T*$\varepsilon$ -- Bounded-Suboptimal Efficient Motion Planning for Minimum-Time Planar Curvature-Constrained Systems
This addresses motion planning for systems with speed ranges and unbounded acceleration, offering efficiency gains for applications such as drone navigation, though it is incremental in improving existing methods.
The paper tackles the problem of finding collision-free, minimum-time paths for curvature-constrained systems like fixed-wing drones by proposing a bounded-suboptimal planning framework that reduces computational cost. It demonstrates runtime reductions of several orders of magnitude compared to state-of-the-art methods while providing quality guarantees.

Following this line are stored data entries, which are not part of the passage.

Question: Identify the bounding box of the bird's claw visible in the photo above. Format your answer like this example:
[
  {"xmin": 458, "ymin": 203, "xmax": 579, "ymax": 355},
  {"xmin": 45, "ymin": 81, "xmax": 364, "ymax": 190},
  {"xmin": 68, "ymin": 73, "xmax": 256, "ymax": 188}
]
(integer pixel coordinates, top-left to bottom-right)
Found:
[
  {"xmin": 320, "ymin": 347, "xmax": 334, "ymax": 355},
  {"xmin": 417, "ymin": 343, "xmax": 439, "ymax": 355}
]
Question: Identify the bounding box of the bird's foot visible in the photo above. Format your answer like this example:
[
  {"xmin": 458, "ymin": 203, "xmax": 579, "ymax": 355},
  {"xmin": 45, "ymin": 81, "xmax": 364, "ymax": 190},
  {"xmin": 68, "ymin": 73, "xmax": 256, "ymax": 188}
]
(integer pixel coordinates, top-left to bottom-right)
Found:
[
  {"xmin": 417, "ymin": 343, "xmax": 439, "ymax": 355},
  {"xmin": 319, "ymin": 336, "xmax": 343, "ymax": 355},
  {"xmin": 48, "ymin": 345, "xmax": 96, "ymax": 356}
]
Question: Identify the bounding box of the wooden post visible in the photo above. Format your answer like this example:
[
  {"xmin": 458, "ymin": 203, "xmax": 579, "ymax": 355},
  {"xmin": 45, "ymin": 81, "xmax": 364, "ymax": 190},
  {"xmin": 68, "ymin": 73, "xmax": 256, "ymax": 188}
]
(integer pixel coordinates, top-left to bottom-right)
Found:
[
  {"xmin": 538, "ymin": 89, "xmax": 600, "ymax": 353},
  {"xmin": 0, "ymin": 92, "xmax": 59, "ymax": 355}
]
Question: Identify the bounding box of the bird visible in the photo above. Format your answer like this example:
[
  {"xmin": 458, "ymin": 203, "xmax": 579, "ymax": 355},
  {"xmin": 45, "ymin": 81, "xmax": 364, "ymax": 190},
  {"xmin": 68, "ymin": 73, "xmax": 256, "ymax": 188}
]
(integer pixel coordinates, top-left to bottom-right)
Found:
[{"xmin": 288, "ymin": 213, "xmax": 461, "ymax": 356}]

We consider the problem of finding collision-free paths for curvature-constrained systems in the presence of obstacles while minimizing execution time. Specifically, we focus on the setting where a planar system can travel at some range of speeds with unbounded acceleration. This setting can model many systems, such as fixed-wing drones. Unfortunately, planning for such systems might require evaluating many (local) time-optimal transitions connecting two close-by configurations, which is computationally expensive. Existing methods either pre-compute all such transitions in a preprocessing stage or use heuristics to speed up the search, thus foregoing any guarantees on solution quality. Our key insight is that computing all the time-optimal transitions is both~(i)~computationally expensive and~(ii)~unnecessary for many problem instances. We show that by finding bounded-suboptimal solutions (solutions whose cost is bounded by $1+\varepsilon$ times the cost of the optimal solution for any user-provided $\varepsilon$) and not time-optimal solutions, one can dramatically reduce the number of time-optimal transitions used. We demonstrate using empirical evaluation that our planning framework can reduce the runtime by several orders of magnitude compared to the state-of-the-art while still providing guarantees on the quality of the solution.